UK gyms, pools and leisure centres on financial ‘cliff edge’ without support

Gyms during Covid

Gyms, pools and leisure centres are facing a “huge cliff edge” and urgently need more government support as the impact of the third lockdown starts to bite, a parliamentary committee has been told.

Leading figures in the sector also warned MPs the “devastating effect” of leisure facilities being permanently shut risked a return to the Victorian ages – with children from working class and diverse backgrounds finding it harder to become Team GB Olympians.

Rebecca Passmore, the managing director of PureGym – which has more than 1.1 million members – said that while the fitness sector had benefited from the furlough scheme, another 60-90 days of lockdown would put many businesses at risk.

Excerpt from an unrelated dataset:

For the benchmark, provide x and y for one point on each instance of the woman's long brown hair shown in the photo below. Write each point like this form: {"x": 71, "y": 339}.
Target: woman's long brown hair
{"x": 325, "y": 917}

“Gyms have had no income for 34 of the last 54 weeks,” she told MPs on the digital, culture, media and sport select committee. “We have had no revenue coming in. We haven’t been able to do click-and-collect or takeaways. It’s clearly taking its toll on operators. Balance sheets are being pushed to their limits.”

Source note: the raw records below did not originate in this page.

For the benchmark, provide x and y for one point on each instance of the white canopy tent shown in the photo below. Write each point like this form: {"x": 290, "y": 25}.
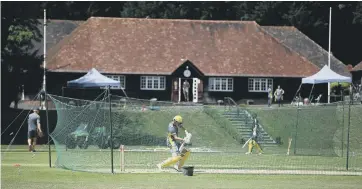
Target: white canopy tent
{"x": 325, "y": 75}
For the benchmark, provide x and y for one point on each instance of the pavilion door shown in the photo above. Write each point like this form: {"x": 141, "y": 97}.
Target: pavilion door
{"x": 175, "y": 94}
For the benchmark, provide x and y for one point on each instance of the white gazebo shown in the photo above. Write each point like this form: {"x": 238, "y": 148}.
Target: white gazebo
{"x": 325, "y": 75}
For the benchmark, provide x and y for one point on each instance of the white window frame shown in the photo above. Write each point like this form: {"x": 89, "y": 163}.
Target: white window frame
{"x": 117, "y": 78}
{"x": 259, "y": 82}
{"x": 152, "y": 80}
{"x": 216, "y": 84}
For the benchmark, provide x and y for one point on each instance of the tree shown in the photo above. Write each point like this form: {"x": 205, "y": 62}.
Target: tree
{"x": 18, "y": 29}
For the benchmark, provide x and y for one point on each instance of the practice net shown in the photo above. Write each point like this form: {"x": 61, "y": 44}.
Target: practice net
{"x": 314, "y": 137}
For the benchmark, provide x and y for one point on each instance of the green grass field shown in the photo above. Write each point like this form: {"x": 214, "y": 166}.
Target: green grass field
{"x": 34, "y": 172}
{"x": 319, "y": 130}
{"x": 319, "y": 143}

That message was echoed by Rich Emerson, the chief executive of the Climbing Academy, who warned MPs: “I think there is a real risk to the whole industry. We’ve seen incomes stopped, our costs remain, we’ve seen our balance sheets eroded and our cash go out the door.”

Emerson urged the government to apply the same VAT rules to the physical active sector as it does the hospitality industry, which has had to pay the government only 5% of the 20% VAT it has collected in lockdown.

Meanwhile Passmore called on the government to extend the rent holiday and to also legislate so that the burden of rent was shared between landlord and tenants during the lockdown.

“There’s this huge cliff edge that’s coming without any legislation,” she said. “I just don’t see how the rules are fair for operators like ourselves and more importantly the smaller, independent owners. They’re going to have to remortgage and, worse still, hand back properties that they’ve pumped their life savings into.

“We have tried to have a dialogue with landlords, but at present only 15% of them have actually come to the table with anything meaningful. Deferrals are not meaningful. What we’re asking for is a landlord and operator share of social responsibility.

“I fear that the sector as a whole is going to suffer from an economic long Covid. Ultimately, we will see over a prolonged period of time operators go out of business, the public will have less places to be able to exercise and improve their physical and mental wellbeing.”

That message was backed by the chief executive of ukactive, Huw Edwards, who represents more than 4,000 gyms and leisure centres. He said it was vital the government came up with a plan for three phases – survival, recovery, and development – across 2021. He also warned the loss of potential around physical activity would have an impact on the future successes of the nation in terms of elite performance.

“The people who represent us on the national stage have come from a local pool, a gym, a leisure centre, a local football team,” he told MPs. “And unless we want to go back to Victorian ages and just be represented by a very narrow part of society, we need to preserve these facilities in order to support our elite sport going forward.”